Restoring Postgres databases in Kubernetes

Expected use case: Restoring a previous snapshot for disaster recovery

For restoring Postgres databases in our Kubernetes deployments you should have backups of both the primary db and the codeintel-db. The primary db contains all user information.

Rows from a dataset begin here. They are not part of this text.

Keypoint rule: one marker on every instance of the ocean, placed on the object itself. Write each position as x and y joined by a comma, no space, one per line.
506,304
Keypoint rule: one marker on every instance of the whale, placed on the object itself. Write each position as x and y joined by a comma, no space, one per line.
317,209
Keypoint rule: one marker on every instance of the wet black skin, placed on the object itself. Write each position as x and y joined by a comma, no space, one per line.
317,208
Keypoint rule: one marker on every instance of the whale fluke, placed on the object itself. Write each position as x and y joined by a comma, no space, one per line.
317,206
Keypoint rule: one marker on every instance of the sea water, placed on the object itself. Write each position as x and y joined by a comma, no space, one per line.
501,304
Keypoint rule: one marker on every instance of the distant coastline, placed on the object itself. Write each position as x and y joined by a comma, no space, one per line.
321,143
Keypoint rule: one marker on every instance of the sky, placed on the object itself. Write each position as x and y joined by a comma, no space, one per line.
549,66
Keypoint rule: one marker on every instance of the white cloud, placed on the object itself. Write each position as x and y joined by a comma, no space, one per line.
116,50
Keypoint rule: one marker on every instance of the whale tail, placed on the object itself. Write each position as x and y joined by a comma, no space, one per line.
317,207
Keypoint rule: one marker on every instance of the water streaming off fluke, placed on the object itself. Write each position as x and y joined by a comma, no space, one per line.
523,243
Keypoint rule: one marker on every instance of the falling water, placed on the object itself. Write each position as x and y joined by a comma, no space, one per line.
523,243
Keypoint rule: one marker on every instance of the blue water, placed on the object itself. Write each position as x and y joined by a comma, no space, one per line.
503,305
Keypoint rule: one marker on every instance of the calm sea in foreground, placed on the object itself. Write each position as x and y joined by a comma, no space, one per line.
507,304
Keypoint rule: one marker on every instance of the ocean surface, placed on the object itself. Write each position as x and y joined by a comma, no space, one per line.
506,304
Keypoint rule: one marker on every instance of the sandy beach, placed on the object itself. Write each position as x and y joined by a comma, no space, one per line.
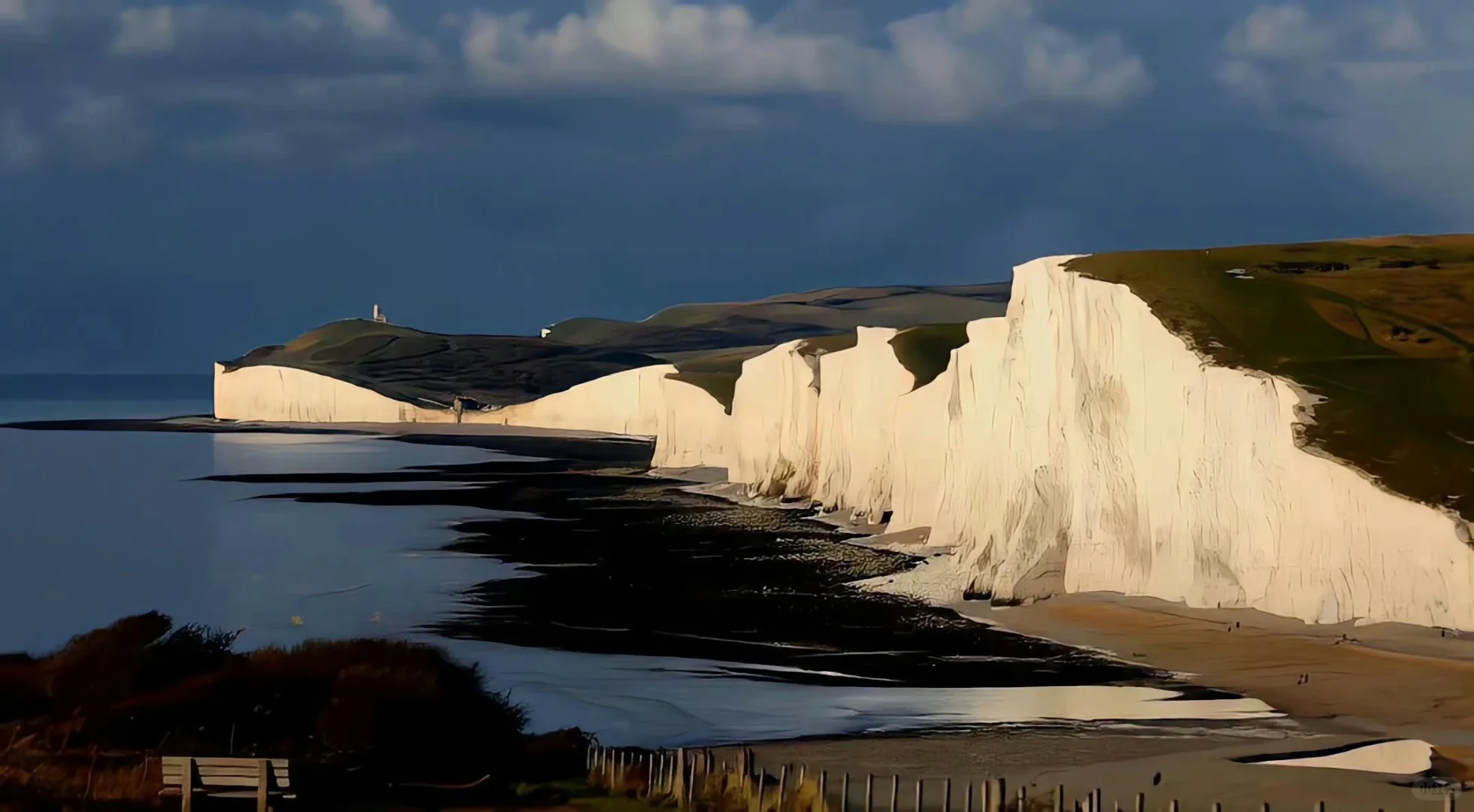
1337,684
1378,681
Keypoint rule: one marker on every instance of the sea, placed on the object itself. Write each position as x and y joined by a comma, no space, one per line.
96,525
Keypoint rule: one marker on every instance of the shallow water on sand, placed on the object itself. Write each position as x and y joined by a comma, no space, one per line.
96,525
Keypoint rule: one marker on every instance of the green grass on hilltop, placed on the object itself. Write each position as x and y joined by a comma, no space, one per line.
924,351
1383,329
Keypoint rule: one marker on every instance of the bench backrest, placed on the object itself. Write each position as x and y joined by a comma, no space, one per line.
224,773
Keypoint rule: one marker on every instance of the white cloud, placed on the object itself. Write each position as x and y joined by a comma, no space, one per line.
1389,84
256,145
972,58
20,149
368,18
12,11
724,117
144,32
99,127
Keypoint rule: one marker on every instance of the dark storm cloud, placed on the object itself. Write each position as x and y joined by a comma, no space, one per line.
183,182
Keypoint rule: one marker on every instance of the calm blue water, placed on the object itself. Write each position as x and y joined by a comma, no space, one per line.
98,525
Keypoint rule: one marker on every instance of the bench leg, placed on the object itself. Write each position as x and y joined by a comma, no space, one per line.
187,787
262,784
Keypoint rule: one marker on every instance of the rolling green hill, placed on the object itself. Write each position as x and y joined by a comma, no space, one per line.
1383,329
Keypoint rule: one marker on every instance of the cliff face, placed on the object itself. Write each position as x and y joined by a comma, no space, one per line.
1075,444
689,425
1093,450
293,395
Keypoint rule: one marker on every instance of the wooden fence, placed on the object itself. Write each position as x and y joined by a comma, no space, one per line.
698,781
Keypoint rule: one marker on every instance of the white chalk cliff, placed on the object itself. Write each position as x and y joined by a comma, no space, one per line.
1072,445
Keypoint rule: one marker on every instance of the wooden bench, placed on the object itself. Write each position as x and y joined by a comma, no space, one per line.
227,778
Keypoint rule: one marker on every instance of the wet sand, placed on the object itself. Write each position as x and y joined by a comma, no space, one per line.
1385,680
1194,770
1377,681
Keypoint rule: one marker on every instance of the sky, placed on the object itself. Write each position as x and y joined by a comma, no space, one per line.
182,182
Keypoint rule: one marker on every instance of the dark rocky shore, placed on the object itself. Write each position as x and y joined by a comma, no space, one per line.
623,562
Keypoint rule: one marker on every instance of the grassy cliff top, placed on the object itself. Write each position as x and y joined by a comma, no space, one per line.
1381,329
706,342
431,368
786,317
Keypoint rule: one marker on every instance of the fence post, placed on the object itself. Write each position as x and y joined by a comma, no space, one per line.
680,778
690,784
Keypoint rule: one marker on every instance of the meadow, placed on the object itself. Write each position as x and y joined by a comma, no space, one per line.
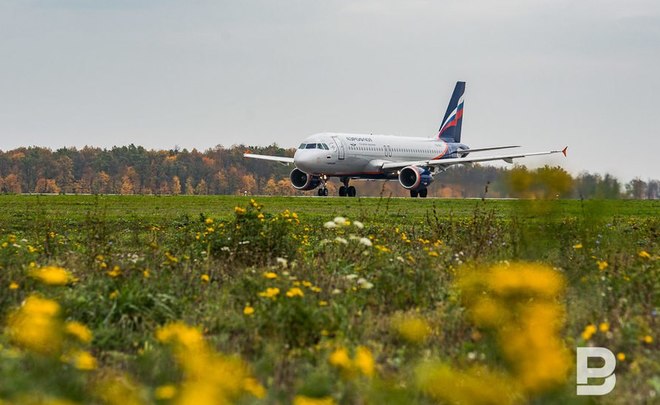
307,300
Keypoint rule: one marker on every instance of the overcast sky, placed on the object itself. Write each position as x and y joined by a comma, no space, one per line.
543,74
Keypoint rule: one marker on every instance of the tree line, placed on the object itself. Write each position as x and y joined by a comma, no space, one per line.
136,170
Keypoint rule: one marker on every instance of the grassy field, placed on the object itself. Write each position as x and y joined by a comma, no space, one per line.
223,299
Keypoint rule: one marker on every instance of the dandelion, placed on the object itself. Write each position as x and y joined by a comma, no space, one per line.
165,392
84,361
341,221
36,326
79,331
329,225
341,240
295,292
365,284
270,292
588,332
412,329
339,358
115,272
52,275
364,361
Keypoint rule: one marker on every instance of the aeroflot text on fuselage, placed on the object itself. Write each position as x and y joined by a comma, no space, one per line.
413,161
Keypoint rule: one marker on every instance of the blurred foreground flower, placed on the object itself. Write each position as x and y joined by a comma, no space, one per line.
209,377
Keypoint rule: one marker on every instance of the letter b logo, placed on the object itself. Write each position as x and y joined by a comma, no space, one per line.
584,372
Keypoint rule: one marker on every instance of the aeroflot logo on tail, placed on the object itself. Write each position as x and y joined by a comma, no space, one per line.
605,372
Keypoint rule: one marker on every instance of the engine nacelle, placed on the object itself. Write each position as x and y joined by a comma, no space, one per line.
415,178
303,181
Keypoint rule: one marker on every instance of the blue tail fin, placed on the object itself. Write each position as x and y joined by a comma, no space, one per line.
450,129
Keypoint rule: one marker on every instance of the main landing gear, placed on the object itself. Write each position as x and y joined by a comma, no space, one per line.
419,193
347,190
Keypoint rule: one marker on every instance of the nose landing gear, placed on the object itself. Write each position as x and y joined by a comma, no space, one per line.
347,190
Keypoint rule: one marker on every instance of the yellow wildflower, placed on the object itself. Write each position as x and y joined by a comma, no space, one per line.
294,292
83,360
412,329
270,292
36,325
115,272
52,275
165,392
80,331
339,358
303,400
364,361
644,254
588,332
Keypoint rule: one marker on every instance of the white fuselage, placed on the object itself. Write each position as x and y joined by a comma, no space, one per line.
359,155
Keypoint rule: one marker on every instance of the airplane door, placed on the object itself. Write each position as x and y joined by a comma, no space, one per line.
341,153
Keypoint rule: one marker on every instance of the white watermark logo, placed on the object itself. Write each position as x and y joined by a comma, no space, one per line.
584,372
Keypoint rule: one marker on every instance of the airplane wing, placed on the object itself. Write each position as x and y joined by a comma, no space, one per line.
455,161
281,159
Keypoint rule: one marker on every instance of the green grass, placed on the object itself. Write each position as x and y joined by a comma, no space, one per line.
196,259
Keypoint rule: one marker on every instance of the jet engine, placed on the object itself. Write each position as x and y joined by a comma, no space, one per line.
303,181
415,178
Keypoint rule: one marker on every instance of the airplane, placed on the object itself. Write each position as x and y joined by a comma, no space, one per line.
414,161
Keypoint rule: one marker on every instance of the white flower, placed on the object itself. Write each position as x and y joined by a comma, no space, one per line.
339,239
282,261
365,241
340,220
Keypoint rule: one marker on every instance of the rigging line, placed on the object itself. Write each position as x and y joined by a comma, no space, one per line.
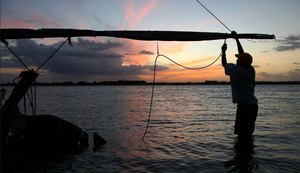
52,55
153,82
16,55
213,15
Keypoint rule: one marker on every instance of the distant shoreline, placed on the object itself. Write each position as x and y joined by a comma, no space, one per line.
135,82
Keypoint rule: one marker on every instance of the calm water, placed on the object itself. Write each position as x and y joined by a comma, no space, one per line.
191,129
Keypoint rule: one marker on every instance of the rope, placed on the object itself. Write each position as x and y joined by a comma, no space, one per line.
213,15
154,76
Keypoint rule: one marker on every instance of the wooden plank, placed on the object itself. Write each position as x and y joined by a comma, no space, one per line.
136,35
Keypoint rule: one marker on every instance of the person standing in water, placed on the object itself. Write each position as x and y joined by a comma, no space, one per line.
242,79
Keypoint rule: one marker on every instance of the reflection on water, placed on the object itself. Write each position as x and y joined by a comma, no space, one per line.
191,129
243,160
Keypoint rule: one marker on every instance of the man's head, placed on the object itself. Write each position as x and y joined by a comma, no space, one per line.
244,59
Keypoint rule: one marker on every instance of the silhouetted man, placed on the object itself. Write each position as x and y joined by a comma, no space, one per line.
242,78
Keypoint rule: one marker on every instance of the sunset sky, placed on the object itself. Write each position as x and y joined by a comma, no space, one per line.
104,58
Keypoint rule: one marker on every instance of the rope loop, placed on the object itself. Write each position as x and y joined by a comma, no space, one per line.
154,76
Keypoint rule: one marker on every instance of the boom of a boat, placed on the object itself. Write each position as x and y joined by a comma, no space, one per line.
11,33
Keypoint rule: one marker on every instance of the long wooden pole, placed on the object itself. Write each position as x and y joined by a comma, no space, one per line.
136,35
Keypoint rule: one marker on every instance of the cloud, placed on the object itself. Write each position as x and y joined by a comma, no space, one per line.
146,52
292,75
85,59
291,42
133,15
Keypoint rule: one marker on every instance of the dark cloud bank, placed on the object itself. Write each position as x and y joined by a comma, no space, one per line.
82,61
291,42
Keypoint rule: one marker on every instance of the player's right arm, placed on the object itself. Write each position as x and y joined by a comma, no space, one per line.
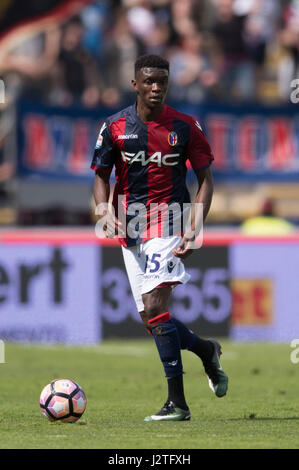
102,163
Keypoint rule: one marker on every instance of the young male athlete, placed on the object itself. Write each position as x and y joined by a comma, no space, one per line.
149,144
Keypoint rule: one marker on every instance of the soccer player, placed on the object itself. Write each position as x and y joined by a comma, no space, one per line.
149,144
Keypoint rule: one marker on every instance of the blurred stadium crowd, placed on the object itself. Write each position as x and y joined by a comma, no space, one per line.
223,51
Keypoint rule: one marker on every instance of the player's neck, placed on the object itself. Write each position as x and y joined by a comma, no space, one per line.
148,114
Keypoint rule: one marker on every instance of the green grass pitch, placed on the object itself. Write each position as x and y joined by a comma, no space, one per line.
124,382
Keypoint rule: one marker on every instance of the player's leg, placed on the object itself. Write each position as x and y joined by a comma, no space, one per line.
159,322
209,351
170,269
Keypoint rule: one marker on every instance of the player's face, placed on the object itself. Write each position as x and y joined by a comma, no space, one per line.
151,86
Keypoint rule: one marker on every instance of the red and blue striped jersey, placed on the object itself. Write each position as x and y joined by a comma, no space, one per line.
150,158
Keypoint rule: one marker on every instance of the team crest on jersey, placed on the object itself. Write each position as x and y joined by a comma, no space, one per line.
100,138
172,138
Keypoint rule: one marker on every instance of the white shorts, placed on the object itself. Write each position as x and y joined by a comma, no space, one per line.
152,263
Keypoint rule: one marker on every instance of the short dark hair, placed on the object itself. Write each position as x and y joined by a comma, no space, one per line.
151,60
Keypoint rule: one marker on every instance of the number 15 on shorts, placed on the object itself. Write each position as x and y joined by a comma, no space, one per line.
153,265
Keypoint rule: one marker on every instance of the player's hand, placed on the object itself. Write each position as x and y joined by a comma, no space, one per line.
113,227
184,249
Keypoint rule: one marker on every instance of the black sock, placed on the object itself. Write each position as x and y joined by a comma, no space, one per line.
176,391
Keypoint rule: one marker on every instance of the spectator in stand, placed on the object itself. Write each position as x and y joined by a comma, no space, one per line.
192,74
121,51
237,70
288,67
77,68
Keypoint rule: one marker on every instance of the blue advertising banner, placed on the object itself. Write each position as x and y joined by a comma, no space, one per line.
250,143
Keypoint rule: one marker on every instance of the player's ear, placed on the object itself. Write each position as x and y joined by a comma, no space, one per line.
134,84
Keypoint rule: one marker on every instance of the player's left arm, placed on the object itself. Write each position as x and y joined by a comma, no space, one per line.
203,202
201,157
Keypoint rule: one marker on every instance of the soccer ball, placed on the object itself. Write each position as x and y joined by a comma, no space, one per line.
63,400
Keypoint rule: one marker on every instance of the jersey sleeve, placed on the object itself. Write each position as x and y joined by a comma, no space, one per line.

To restore persistent volumes you need to

  1. Understand how your Kubernetes cluster provides Persistent Volume (PV) Storage GKE , EKS , AKS
  2. Scale down all pods that are using the PersistentVolumeClaim (PVC)
  3. Backup the current PVCs
  4. Create new PVs that reference the restored snapshots

Steps

  1. Backup the PVCs we will be operating on

    kubectl get pvc pgsql codeintel-db codeinsights-db -oyaml > backupPVC.yaml
    
  2. Ensure that you have snapshots of the necessary PVs (this depends on your deployment environment)

    kubectl get pv $(kubectl get pvc pgsql codeintel-db codeinsights-db -o=jsonpath='{.items[*].spec.volumeName}')
    
  3. Restore the snapshots to new disks that meet the requirements to be consumed by your cluster (same region, etc).

  4. Scale down all deployments to zero (note: both approaches involve downtime, the first approach is preferred)

    kubectl scale deployment  -l deploy=sourcegraph --replicas=0
    

    or (if you are unable to scale deployments to their previous values easily)

     kubectl scale deployment pgsql codeinsights-db codeintel-db  --replicas=0
    
  5. Next, you need to replace the existing PVC and PV.

  6. First, delete the PVC kubectl delete pvc pgsql

  7. Then create the new PV & PVC. The options used to configure the PV will be specific to every provider.

apiVersion: v1
kind: PersistentVolume
metadata:
  name: example-pgsql-volume
spec:
  storageClassName: "sourcegraph"
  accessModes:
    - ReadWriteOnce
  capacity:
    storage: 200Gi
  claimRef:
    namespace: ns-sourcegraph
    name: pgsql
  # You will need to customize the fields below most likely
  gcePersistentDisk:
    pdName: disk-restored-from-snapshot
    fsType: ext4
---
apiVersion: v1
kind: PersistentVolumeClaim
metadata:
  name: pgsql
  namespace: ns-sourcegraph
spec:
  storageClassName: "sourcegraph"
  accessModes:
    - ReadWriteOnce
  resources:
    requests:
      storage: 200Gi
  1. Ensure PVCs become Bound kubectl get pvc -w

  2. (Optional) Commit PVs and PVCs back to deployment repo into the base/${deployment} directory.

  3. Scale deployments back up

  4. If you use our deployment scripts, after committing the change you may run ./kubectl-apply-all.sh again to restore all deployments to their set number of replicas.

  5. Otherwise, kubectl scale deployment pgsql codeinsights-db codeintel-db --replicas=1

  6. After ensuring Sourcegraph is functional, you may delete the previous PVs. If the Reclaim Policy is not set to Delete you will need to manually delete the disk from your provider as well.